To appreciate the possible positive and negative scope of its influence, read FDA Approves Pill With Tracking Sensor: Ingenious Or Big Brother?

4) It is Game On! at the U.S. Food and Drug Administration (FDA)

Great science and policy changes are happening under Commissioner Scott Gottlieb’s FDA that is, so far, striking the right balance between ensuring patient safety and creating a climate that spurs innovation.

In a relatively short period time at the helm, here are just a few examples:

  • A backlog of roughly 200 orphan drug designation requests that were pending review was eliminated ahead of schedule with strong language that it will never happen again.

  • Recognizing the FDA lacks a direct role in drug pricing, its strategy is to facilitate intensifying market competition to drive down prices (by encouraging generic use) thereby increasing accessibility and innovation (see details of Drug Competition Action Plan here). The parallel focus to achieve these goals is to curb abuses of the Orphan Drug Act (ODA), review here.

  • With today's ease of direct-to-consumer (DTC) communication, product overstatements of health benefits with minimization of harms have become the norm (e.g. think at home genetic test kits, drug ads).

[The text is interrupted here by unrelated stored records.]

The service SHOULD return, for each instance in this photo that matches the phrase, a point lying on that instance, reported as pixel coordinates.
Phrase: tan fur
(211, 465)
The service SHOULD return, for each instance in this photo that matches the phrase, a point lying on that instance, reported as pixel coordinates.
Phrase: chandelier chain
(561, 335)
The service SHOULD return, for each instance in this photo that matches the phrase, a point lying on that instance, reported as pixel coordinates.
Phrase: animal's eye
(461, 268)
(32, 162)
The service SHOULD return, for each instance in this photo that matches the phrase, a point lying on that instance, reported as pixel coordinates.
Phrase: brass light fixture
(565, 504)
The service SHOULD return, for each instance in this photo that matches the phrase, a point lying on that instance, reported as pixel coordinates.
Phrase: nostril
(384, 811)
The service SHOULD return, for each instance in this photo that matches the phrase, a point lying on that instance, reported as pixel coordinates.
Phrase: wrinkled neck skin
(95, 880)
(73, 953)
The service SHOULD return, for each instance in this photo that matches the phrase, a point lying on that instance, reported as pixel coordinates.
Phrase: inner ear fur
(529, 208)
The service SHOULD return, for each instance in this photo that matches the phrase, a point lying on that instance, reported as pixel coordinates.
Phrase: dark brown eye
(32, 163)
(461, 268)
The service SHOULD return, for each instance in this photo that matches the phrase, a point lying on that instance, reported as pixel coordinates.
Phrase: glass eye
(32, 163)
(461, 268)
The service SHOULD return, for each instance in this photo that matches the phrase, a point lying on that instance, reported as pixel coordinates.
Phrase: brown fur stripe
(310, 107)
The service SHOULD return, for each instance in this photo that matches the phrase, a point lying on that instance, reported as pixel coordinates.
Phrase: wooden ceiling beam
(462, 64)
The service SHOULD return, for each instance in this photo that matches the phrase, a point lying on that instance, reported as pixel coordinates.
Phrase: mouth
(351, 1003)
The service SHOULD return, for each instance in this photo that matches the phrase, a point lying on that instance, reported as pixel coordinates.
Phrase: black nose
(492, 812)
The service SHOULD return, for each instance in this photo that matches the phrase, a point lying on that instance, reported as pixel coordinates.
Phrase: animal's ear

Now the U.S. Food and Drug Administration (FDA) wants to preserve the sanctity of the doctor-patient relationship by reducing the unfounded fears these conflicted messages bring so that patients do not delay seeking appropriate treatment or being compliant with medical care. See here.

  • There is a profusion of developments in regenerative medicine, particularly in some suspect stem cell practices (see here). Regulatory bodies need to walk a fine line between implementing some restrictions to curb bad actors while still fostering innovation so the legitimate work already in progress can stand on its own merits without being muddied by shady endeavors. In Is The Wild West Of Stem Cell Therapies Coming To An End?, I address newly released guidelines suggest illegitimate, unproven uses might become a thing of the past.